Wing-and-Prayer Budget

City Hall’s finances are in such good shape, Mayor Bloomberg suggested yesterday, that New Yorkers needn’t worry about layoffs, tax hikes or even major budget cuts. For now.

Trouble is, the preliminary financial plan he presented for the upcoming fiscal year — a cool $70 billion in outlays — is built on iffy one-shot revenues and crossed fingers:

* A full $1 billion of the budget depends on the city’s sale of 2,000 new taxi medallions. But that can only happen if Bloomberg strikes a deal with Gov. Cuomo on the details, if the plans survive legal challenges and if state lawmakers actually pass the necessary legislation.

* Another $1 billion or so will come from a reserve the city set up a few years back, leaving just $1 billion in the fund — and that’s slotted to vanish the next year.

Both the taxi cash and the reserve revenue are non-recurring — which is largely why projected future-year deficits run $3 billion in 2014, $3.5 billion the year after, and $3.4 billion the year after that.

Not a pretty picture.

By then, of course, Mayor Mike will be Citizen Mike (presumably). And someone else will be holding the bag.

Let’s face it: The US economy hasn’t rebounded with any real zest at all since it hit rock bottom in 2008 (though, as the mayor noted, the city has fared better than other parts of the country.)

Sure, everyone hopes business picks up, folks get jobs, tax revenues grow . . .
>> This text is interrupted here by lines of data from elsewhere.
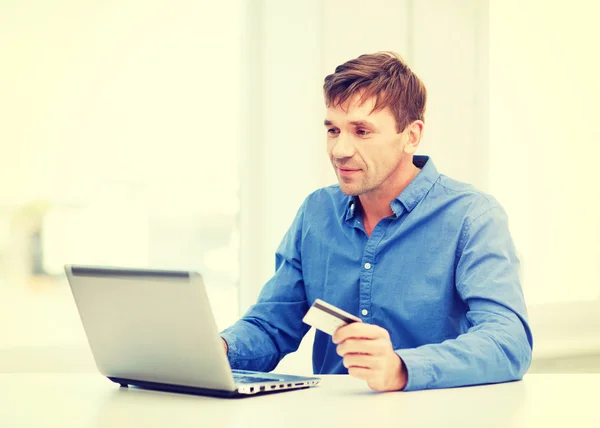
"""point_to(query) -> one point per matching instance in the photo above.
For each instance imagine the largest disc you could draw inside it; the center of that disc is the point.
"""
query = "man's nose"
(343, 147)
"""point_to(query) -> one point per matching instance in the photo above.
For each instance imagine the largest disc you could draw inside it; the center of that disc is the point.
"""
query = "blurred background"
(186, 134)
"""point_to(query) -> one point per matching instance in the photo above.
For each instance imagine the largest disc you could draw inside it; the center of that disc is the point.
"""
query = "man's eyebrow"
(363, 123)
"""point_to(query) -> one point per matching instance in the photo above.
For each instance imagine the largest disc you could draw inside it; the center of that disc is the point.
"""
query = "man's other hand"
(369, 355)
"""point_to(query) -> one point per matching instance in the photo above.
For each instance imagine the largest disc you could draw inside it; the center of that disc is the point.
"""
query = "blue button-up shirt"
(441, 274)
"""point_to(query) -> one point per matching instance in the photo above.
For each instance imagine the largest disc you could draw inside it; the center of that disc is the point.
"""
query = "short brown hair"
(385, 76)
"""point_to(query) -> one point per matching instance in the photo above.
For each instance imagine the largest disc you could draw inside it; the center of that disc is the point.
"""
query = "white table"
(89, 400)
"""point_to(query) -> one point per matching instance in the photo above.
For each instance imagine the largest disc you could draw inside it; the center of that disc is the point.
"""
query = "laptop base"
(183, 389)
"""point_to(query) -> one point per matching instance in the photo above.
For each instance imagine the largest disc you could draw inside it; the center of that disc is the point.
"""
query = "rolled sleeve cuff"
(232, 350)
(418, 367)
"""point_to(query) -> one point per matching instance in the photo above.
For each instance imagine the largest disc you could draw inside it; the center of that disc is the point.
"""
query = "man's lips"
(347, 171)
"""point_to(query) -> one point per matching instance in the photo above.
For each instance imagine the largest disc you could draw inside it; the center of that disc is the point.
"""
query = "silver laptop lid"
(150, 325)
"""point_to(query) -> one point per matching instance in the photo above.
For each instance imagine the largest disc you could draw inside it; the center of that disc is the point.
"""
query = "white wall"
(512, 106)
(543, 161)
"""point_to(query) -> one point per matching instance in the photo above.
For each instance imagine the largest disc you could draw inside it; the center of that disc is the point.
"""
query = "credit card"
(328, 318)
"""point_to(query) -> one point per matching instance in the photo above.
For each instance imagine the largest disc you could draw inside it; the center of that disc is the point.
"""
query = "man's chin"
(350, 190)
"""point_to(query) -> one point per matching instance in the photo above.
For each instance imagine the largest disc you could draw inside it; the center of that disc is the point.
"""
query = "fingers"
(361, 361)
(361, 346)
(360, 373)
(359, 330)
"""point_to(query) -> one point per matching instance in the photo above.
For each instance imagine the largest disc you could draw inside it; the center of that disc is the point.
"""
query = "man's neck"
(376, 204)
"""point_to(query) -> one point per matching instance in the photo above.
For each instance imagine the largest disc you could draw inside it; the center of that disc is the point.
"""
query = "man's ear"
(414, 132)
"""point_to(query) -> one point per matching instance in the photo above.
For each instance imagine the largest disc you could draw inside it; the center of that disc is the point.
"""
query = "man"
(426, 262)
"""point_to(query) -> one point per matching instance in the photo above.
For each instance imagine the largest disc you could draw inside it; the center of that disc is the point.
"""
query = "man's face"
(364, 147)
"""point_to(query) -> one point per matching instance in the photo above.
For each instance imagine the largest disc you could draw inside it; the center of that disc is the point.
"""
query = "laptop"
(155, 329)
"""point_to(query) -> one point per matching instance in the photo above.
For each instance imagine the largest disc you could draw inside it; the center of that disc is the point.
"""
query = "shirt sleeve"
(273, 327)
(498, 344)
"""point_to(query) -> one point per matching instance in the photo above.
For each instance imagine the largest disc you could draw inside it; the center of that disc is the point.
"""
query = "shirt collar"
(411, 195)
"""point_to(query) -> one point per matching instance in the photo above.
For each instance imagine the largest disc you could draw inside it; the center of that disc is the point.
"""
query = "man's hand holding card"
(366, 348)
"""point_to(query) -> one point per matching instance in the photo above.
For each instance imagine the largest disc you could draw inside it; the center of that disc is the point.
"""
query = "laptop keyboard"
(252, 378)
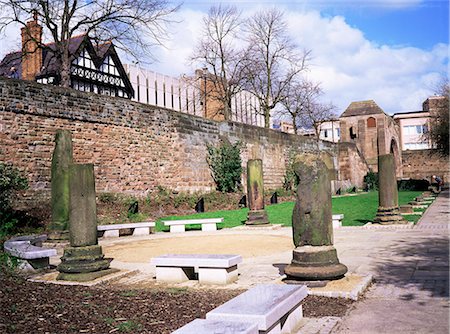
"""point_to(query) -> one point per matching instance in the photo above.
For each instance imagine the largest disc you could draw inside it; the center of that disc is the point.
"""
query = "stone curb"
(353, 295)
(50, 278)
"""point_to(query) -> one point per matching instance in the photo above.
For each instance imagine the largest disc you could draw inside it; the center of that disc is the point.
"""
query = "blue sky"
(391, 51)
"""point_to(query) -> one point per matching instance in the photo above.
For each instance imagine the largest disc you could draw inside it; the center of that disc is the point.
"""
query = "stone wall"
(352, 165)
(135, 147)
(422, 164)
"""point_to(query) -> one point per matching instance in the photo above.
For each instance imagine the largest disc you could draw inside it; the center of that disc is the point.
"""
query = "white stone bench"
(204, 326)
(337, 220)
(208, 268)
(208, 224)
(29, 249)
(275, 308)
(112, 231)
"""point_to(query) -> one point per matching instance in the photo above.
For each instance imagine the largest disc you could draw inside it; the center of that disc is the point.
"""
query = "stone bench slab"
(197, 260)
(121, 226)
(337, 220)
(204, 326)
(112, 230)
(208, 224)
(274, 307)
(211, 268)
(27, 248)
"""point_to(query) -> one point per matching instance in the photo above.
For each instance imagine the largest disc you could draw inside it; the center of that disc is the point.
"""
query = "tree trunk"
(266, 117)
(65, 67)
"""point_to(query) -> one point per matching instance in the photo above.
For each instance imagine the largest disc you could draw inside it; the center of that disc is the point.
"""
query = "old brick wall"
(422, 164)
(135, 147)
(352, 165)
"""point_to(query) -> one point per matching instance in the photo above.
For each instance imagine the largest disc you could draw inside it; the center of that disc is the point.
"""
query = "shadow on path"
(423, 263)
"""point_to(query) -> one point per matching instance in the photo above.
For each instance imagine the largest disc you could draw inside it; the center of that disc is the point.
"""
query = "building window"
(417, 146)
(371, 122)
(415, 129)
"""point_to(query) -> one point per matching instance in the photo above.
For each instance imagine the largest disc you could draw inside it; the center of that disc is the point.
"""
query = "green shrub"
(226, 165)
(11, 181)
(290, 181)
(371, 180)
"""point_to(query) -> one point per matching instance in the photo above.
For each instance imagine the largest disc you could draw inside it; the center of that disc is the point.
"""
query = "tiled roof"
(362, 108)
(49, 64)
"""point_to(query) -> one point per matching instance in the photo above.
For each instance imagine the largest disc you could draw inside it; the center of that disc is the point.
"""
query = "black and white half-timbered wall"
(94, 68)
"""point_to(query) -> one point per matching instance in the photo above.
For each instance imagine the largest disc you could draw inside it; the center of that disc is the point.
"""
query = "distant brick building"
(373, 131)
(94, 68)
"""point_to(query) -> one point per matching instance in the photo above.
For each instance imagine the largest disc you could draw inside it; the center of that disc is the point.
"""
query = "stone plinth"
(84, 259)
(314, 257)
(255, 193)
(406, 209)
(61, 160)
(388, 209)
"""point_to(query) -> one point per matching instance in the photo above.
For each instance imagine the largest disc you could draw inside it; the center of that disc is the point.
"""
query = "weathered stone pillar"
(388, 210)
(255, 193)
(61, 160)
(83, 260)
(314, 257)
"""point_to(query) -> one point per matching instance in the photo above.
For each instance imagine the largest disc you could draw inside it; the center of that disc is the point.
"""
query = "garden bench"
(112, 231)
(275, 308)
(204, 326)
(29, 249)
(337, 220)
(208, 268)
(208, 224)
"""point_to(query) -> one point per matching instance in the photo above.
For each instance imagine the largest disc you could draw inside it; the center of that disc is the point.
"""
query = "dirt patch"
(245, 245)
(46, 308)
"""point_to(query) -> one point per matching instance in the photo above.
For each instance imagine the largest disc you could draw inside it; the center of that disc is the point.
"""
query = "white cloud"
(352, 68)
(349, 66)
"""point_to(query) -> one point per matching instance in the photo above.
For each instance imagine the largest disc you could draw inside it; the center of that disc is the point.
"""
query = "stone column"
(314, 257)
(61, 160)
(388, 210)
(83, 260)
(255, 193)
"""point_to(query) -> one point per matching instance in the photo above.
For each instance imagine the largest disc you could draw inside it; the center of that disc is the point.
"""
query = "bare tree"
(439, 119)
(272, 59)
(218, 54)
(299, 96)
(134, 25)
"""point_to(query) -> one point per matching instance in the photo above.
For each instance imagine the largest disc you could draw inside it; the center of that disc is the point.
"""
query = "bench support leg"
(141, 231)
(111, 234)
(219, 276)
(337, 223)
(177, 228)
(290, 323)
(174, 274)
(209, 227)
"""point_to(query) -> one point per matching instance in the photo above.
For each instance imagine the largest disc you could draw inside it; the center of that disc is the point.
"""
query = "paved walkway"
(411, 292)
(410, 267)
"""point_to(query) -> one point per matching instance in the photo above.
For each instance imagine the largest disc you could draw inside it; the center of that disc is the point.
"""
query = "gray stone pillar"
(314, 257)
(255, 193)
(388, 210)
(83, 260)
(61, 160)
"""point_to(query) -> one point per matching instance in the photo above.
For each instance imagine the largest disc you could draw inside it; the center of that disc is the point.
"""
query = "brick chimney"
(31, 53)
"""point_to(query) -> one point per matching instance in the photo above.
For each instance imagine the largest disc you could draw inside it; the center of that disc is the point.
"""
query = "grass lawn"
(357, 210)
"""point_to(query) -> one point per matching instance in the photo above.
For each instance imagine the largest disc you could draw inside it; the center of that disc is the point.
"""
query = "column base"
(389, 216)
(82, 260)
(312, 263)
(257, 217)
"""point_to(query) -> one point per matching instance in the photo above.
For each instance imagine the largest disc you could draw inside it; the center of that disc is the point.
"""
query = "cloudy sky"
(391, 51)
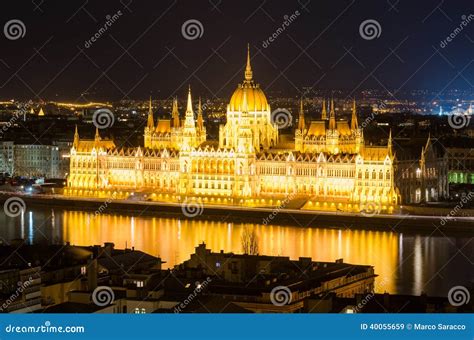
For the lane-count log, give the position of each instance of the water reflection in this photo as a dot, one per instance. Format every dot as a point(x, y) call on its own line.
point(408, 264)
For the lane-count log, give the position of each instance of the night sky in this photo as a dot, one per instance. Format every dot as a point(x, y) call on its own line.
point(144, 51)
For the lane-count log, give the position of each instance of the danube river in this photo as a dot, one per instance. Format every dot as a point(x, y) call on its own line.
point(406, 263)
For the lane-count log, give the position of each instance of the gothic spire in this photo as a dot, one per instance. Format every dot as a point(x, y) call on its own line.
point(200, 122)
point(150, 124)
point(332, 117)
point(248, 68)
point(76, 138)
point(324, 113)
point(175, 113)
point(354, 123)
point(301, 122)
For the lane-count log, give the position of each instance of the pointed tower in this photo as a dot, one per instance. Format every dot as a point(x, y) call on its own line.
point(189, 129)
point(200, 122)
point(324, 112)
point(150, 124)
point(245, 132)
point(76, 138)
point(332, 117)
point(248, 68)
point(175, 114)
point(389, 144)
point(354, 123)
point(301, 122)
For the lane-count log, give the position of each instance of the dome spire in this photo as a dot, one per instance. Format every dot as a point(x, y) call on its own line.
point(248, 68)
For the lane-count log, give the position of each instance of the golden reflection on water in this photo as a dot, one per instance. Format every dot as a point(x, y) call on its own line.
point(174, 240)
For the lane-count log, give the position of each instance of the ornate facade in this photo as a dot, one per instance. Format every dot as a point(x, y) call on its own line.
point(328, 167)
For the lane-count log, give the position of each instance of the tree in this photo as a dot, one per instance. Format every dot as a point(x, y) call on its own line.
point(249, 240)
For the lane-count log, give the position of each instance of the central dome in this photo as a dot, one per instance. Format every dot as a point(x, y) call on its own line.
point(256, 99)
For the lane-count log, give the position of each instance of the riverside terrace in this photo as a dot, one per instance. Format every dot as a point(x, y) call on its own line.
point(102, 279)
point(408, 219)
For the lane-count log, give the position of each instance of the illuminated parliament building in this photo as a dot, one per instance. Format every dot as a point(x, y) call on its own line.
point(327, 167)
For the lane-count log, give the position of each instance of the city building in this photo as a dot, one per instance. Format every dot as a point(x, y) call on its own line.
point(30, 160)
point(421, 172)
point(328, 165)
point(20, 289)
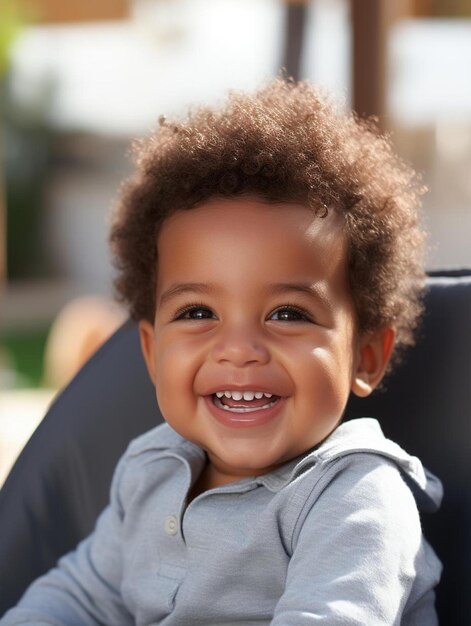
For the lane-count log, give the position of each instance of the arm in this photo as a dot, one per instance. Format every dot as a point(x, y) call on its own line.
point(84, 589)
point(356, 551)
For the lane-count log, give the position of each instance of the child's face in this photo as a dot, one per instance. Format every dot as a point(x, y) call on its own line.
point(252, 298)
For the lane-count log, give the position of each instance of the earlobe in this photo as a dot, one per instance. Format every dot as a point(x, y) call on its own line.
point(146, 334)
point(374, 352)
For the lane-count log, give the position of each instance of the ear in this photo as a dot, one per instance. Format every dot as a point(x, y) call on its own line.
point(374, 352)
point(146, 334)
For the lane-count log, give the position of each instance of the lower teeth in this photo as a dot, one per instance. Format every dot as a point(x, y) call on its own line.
point(242, 409)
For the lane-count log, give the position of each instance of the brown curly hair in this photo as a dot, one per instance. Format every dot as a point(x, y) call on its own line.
point(285, 142)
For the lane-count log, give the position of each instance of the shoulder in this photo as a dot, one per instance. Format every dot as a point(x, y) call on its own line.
point(132, 469)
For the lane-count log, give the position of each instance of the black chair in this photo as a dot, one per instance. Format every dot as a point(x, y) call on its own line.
point(61, 480)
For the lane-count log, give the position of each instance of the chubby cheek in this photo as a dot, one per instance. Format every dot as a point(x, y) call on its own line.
point(323, 374)
point(177, 365)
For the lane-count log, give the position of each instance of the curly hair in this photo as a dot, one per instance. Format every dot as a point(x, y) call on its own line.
point(286, 142)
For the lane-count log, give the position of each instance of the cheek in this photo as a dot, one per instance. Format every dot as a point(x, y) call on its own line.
point(177, 364)
point(324, 370)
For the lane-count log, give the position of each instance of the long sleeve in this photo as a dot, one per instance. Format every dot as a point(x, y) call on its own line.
point(84, 588)
point(356, 553)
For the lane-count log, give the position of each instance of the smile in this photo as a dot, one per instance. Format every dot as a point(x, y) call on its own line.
point(244, 401)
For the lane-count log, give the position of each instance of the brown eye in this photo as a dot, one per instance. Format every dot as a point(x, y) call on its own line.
point(195, 313)
point(289, 314)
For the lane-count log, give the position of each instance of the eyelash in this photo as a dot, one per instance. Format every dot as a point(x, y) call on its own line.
point(304, 315)
point(181, 313)
point(292, 308)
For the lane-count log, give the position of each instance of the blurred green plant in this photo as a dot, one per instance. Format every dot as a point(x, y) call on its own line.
point(12, 20)
point(23, 352)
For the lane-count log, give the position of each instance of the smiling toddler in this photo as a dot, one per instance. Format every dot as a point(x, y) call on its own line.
point(271, 253)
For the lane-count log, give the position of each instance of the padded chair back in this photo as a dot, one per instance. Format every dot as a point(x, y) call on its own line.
point(61, 480)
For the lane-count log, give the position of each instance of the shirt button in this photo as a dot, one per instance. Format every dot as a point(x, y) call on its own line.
point(171, 525)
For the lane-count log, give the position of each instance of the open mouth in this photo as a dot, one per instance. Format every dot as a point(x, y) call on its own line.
point(244, 401)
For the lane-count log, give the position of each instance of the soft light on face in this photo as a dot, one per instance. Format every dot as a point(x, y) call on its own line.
point(253, 350)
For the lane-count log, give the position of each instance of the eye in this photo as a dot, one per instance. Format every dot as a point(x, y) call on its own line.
point(290, 313)
point(195, 312)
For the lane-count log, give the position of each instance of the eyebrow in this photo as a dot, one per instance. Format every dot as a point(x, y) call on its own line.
point(204, 289)
point(182, 289)
point(312, 290)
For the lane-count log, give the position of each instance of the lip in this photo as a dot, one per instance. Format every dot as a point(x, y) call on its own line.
point(249, 419)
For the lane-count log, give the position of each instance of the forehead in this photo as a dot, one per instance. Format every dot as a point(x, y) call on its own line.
point(248, 236)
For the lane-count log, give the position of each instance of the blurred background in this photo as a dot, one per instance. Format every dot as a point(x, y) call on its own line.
point(79, 80)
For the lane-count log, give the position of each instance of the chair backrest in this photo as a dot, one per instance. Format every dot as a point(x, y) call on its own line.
point(426, 408)
point(61, 480)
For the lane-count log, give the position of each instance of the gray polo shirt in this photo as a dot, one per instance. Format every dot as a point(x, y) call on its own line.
point(332, 537)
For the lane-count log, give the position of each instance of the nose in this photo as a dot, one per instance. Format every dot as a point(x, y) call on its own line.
point(240, 346)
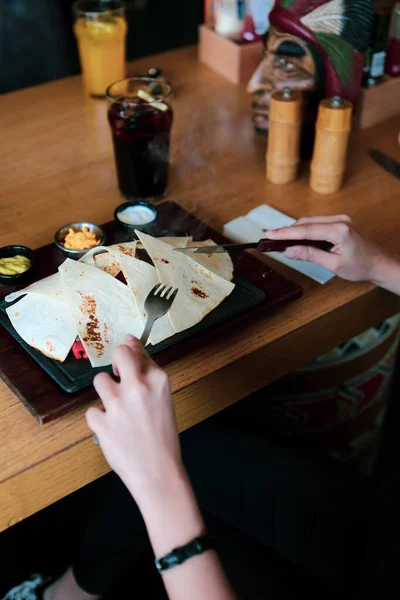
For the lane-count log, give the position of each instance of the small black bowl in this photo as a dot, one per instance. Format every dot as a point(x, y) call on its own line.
point(8, 251)
point(132, 226)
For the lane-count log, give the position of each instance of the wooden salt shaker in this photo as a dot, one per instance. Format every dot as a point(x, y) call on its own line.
point(283, 152)
point(330, 147)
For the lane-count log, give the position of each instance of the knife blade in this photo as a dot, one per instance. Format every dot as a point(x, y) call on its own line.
point(262, 245)
point(384, 161)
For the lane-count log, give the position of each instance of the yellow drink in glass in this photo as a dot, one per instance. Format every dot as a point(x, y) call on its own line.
point(100, 29)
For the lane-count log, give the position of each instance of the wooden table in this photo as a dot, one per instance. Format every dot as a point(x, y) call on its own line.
point(56, 166)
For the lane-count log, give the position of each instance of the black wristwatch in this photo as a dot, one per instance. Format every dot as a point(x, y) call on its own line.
point(183, 553)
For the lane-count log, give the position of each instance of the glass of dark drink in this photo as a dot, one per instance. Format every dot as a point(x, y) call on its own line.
point(140, 117)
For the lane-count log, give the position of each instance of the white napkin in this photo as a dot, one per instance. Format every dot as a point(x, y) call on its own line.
point(251, 228)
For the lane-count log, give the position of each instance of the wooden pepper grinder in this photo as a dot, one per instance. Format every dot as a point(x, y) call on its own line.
point(283, 152)
point(330, 148)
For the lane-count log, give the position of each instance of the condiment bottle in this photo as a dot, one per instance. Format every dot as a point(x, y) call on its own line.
point(283, 152)
point(392, 65)
point(374, 65)
point(330, 148)
point(229, 18)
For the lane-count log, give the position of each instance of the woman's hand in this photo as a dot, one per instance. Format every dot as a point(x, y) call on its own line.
point(137, 429)
point(352, 256)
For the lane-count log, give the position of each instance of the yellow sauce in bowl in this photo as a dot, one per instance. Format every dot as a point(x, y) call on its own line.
point(80, 240)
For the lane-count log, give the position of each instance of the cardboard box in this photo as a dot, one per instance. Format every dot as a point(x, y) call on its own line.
point(237, 62)
point(378, 103)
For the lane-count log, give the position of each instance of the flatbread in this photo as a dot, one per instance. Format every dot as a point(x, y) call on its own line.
point(141, 278)
point(42, 317)
point(200, 290)
point(219, 263)
point(102, 307)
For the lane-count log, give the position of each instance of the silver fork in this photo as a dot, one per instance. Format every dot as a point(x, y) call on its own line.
point(157, 304)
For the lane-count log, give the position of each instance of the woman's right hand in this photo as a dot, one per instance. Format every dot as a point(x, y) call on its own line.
point(352, 257)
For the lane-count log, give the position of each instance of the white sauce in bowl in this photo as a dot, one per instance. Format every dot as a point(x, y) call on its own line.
point(136, 215)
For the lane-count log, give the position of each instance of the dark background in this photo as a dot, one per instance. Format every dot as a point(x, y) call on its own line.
point(37, 43)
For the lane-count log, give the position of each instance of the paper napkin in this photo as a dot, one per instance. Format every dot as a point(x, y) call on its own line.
point(250, 228)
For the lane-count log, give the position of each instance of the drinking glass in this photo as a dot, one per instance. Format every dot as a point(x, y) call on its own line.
point(140, 117)
point(100, 29)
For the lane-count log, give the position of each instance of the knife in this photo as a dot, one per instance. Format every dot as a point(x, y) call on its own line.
point(386, 162)
point(263, 245)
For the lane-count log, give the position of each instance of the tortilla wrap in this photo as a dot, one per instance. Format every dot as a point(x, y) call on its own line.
point(103, 309)
point(219, 263)
point(42, 317)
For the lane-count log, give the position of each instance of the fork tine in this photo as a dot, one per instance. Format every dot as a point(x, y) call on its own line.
point(167, 292)
point(155, 289)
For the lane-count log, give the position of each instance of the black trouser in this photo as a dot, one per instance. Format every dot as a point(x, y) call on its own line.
point(307, 508)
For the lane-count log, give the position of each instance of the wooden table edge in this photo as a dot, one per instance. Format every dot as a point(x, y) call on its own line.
point(81, 463)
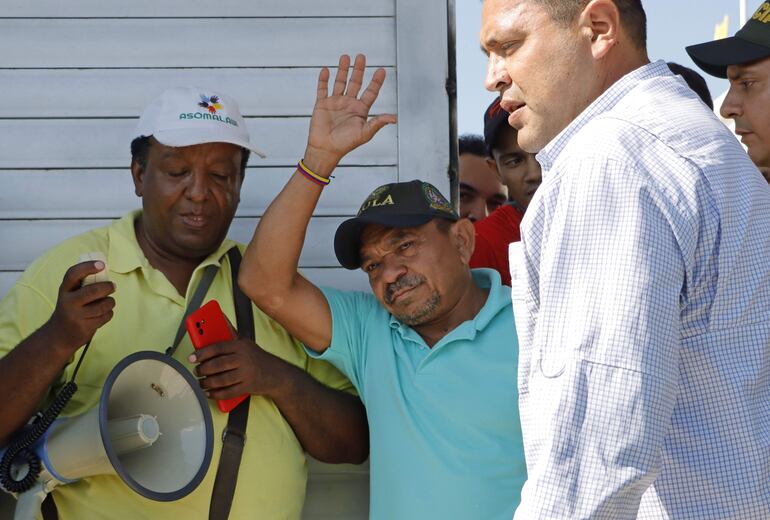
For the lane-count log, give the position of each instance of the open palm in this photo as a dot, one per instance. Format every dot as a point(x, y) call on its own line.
point(340, 121)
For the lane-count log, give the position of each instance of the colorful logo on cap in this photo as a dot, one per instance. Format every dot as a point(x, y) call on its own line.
point(435, 199)
point(210, 103)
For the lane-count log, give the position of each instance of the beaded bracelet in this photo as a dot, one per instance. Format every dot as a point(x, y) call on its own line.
point(304, 170)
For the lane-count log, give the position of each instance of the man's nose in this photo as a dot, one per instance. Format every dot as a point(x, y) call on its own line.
point(198, 187)
point(497, 75)
point(393, 268)
point(732, 106)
But what if they don’t? The more prudent tack would’ve been to tighten spending now.

If things turn rosy, no harm done.

If not, the city is protected.

Meanwhile, Bloomberg’s formal budget proposal won’t come until April; by then, the spend-happy City Council and a bevy of mayoral wannabes will be jockeying to make matters worse.

All of a sudden, the city’s finances don’t seem to be in such great shape after all.